Reputation: 1222
I've hit a brick wall with my scrapy scrape of an html table. Basically, I have a piece of code that works by first assigning column names as objects, using them as keys and then appending them with corresponding xpath entries to a separate object. These are then put into a pandas
dataframe, ultimately converted into a csv for final use.
import scrapy
from scrapy.selector import Selector
import re
import pandas as pd
class PostSpider(scrapy.Spider):
name = "standard_squads"
start_urls = [
"https://fbref.com/en/comps/11/stats/Serie-A-Stats",
]
def parse(self, response):
column_index = 1
columns = {}
for column_node in response.xpath('//*[@id="stats_standard_squads"]/thead/tr[2]/th'):
column_name = column_node.xpath("./text()").extract_first()
print("column name is: " + column_name)
columns[column_name] = column_index
column_index += 1
matches = []
for row in response.xpath('//*[@id="stats_standard_squads"]/tbody/tr'):
match = {}
for column_name in columns.keys():
if column_name=='Squad':
match[column_name]=row.xpath('th/a/text()').extract_first()
else:
match[column_name] = row.xpath(
"./td[{index}]//text()".format(index=columns[column_name]-1)
).extract_first()
matches.append(match)
print(matches)
df = pd.DataFrame(matches,columns=columns.keys())

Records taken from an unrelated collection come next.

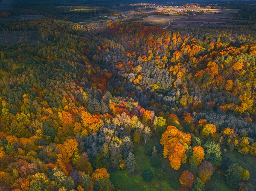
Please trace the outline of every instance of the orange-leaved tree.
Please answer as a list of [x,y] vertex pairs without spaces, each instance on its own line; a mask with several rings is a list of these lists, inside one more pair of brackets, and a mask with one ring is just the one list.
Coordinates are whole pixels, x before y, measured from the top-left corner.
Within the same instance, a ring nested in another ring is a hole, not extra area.
[[171,166],[178,170],[181,163],[185,163],[186,155],[184,144],[190,145],[190,134],[182,132],[174,126],[168,126],[162,136],[160,143],[163,145],[163,156],[170,160]]
[[183,186],[192,188],[193,186],[195,177],[194,175],[189,171],[185,171],[182,172],[180,178],[179,179],[180,184]]

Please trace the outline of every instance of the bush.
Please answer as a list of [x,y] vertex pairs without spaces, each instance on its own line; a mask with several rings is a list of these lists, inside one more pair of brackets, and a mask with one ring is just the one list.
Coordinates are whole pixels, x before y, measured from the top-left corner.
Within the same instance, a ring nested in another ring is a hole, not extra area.
[[215,184],[210,186],[206,190],[206,191],[220,191],[220,190],[221,190],[218,185],[217,184]]
[[204,188],[204,184],[200,178],[197,178],[194,182],[192,191],[202,191]]
[[151,165],[153,167],[157,167],[159,165],[159,160],[156,156],[151,157],[150,162]]
[[159,153],[160,152],[160,148],[159,147],[159,144],[157,143],[155,143],[154,146],[156,148],[156,150],[157,150],[157,153]]
[[147,169],[144,170],[142,172],[142,178],[144,181],[150,182],[154,178],[154,174],[151,170]]
[[233,163],[233,161],[230,156],[227,156],[224,158],[222,160],[222,164],[221,168],[224,171],[227,171],[230,165]]
[[213,179],[214,180],[218,181],[221,179],[221,175],[218,172],[215,171],[213,172],[212,178],[212,179]]
[[159,168],[157,171],[157,176],[159,179],[163,179],[165,178],[166,175],[166,172],[163,171],[162,168]]
[[180,188],[180,182],[179,182],[179,180],[177,178],[172,179],[171,180],[171,182],[170,182],[170,185],[171,185],[171,187],[174,189],[179,189],[179,188]]
[[198,174],[198,168],[195,163],[193,163],[190,165],[189,170],[193,173],[194,175],[196,175]]
[[152,155],[153,145],[145,145],[145,154],[148,156]]

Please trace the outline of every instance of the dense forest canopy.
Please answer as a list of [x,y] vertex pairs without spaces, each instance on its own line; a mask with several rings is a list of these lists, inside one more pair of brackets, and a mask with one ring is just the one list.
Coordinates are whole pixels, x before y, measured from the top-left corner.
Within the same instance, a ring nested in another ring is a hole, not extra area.
[[[255,190],[256,5],[13,2],[0,6],[0,191]],[[190,7],[237,11],[140,22]]]

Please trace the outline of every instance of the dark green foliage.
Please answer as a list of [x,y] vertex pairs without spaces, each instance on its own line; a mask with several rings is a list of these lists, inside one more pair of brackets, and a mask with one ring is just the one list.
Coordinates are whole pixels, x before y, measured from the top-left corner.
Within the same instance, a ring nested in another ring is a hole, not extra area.
[[95,180],[93,185],[93,191],[99,191],[100,188],[100,182],[98,180]]
[[154,146],[151,144],[148,144],[145,145],[145,154],[147,155],[151,156],[153,147]]
[[233,161],[229,156],[226,156],[222,161],[221,169],[227,171],[230,166],[233,163]]
[[166,176],[166,172],[163,171],[162,168],[159,168],[157,173],[157,178],[159,179],[162,180],[165,178]]
[[2,144],[3,144],[3,146],[4,147],[6,146],[7,145],[7,144],[8,144],[8,141],[7,141],[4,137],[0,138],[0,140],[2,141]]
[[230,187],[235,188],[241,180],[243,168],[237,164],[232,164],[227,171],[227,183]]
[[47,145],[48,144],[45,140],[42,139],[37,139],[35,140],[35,144],[38,145],[38,146],[42,146],[43,145]]
[[173,178],[170,182],[170,185],[173,188],[177,189],[180,188],[180,182],[177,178]]
[[142,178],[145,182],[150,182],[154,178],[154,174],[150,169],[146,169],[142,172]]
[[159,144],[158,143],[156,143],[154,145],[154,146],[156,148],[156,150],[157,150],[157,153],[159,153],[160,152],[160,147],[159,147]]
[[191,136],[191,146],[192,147],[196,146],[201,145],[201,140],[197,137],[195,136]]
[[215,167],[221,165],[222,157],[220,146],[212,141],[208,140],[204,145],[204,158]]
[[195,163],[192,163],[189,166],[189,171],[191,172],[194,175],[197,175],[198,173],[198,168]]
[[204,188],[204,184],[200,178],[197,178],[195,182],[194,185],[191,188],[192,191],[202,191]]
[[221,175],[217,171],[215,171],[212,176],[212,178],[215,181],[218,181],[221,178]]
[[157,167],[159,165],[159,160],[156,156],[152,156],[150,159],[151,165],[153,167]]
[[43,124],[43,129],[44,130],[44,133],[47,136],[50,136],[51,137],[51,140],[52,141],[53,141],[55,137],[57,135],[56,131],[50,127],[48,124],[45,123]]
[[206,190],[206,191],[221,191],[220,187],[218,183],[213,185],[211,185]]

yield df.to_csv("test_squads.csv",sep=",", index=False)
However, I just realised that the column header names in the xpath response (//*[@id="stats_standard_squads"]/thead/tr[2]/th
) actually contain duplicates (for example on the page xG
appears twice in the table, as does xA
). Because of this when I loop through columns.keys()
it tosses the duplicates away and so I only end up with 20 columns in the final csv, instead of 25.
I'm not sure what to do now- I've tried adding the column names to a list, adding them as dataframe headers and then appending to a new row each time but it seems to be a lot of boilerplate. I was hoping that there might be a simpler solution to this automated scrape which allows for duplicate names in a pandas dataframe column?
Upvotes: 0
Views: 228
Reputation: 10666
What about reading a list of columns into an array and adding suffixes:
def parse(self, response):
columns = []
for column_node in response.xpath('//*[@id="stats_standard_squads"]/thead/tr[2]/th'):
column_name = column_node.xpath("./text()").extract_first()
columns.append(column_name)
matches = []
for row in response.xpath('//*[@id="stats_standard_squads"]/tbody/tr'):
match = {}
suffixes = {}
for column_index, column_name in enumerate(columns):
# Get correct Index for the currect column
if column_name not in suffixes:
suffixes[column_name] = 1
df_name = column_name # no suffix for the first catch
else:
suffixes[column_name] += 1
df_name = f'{column_name}_{suffixes[column_name]}'
if column_name=='Squad':
match[df_name]=row.xpath('th/a/text()').extract_first()
else:
match[df_name] = row.xpath(
"./td[{index}]//text()".format(index=column_index)
).extract_first()
matches.append(match)
print(matches)
df = pd.DataFrame(matches,columns=columns.keys())
yield df.to_csv("test_squads.csv",sep=",", index=False)
Upvotes: 1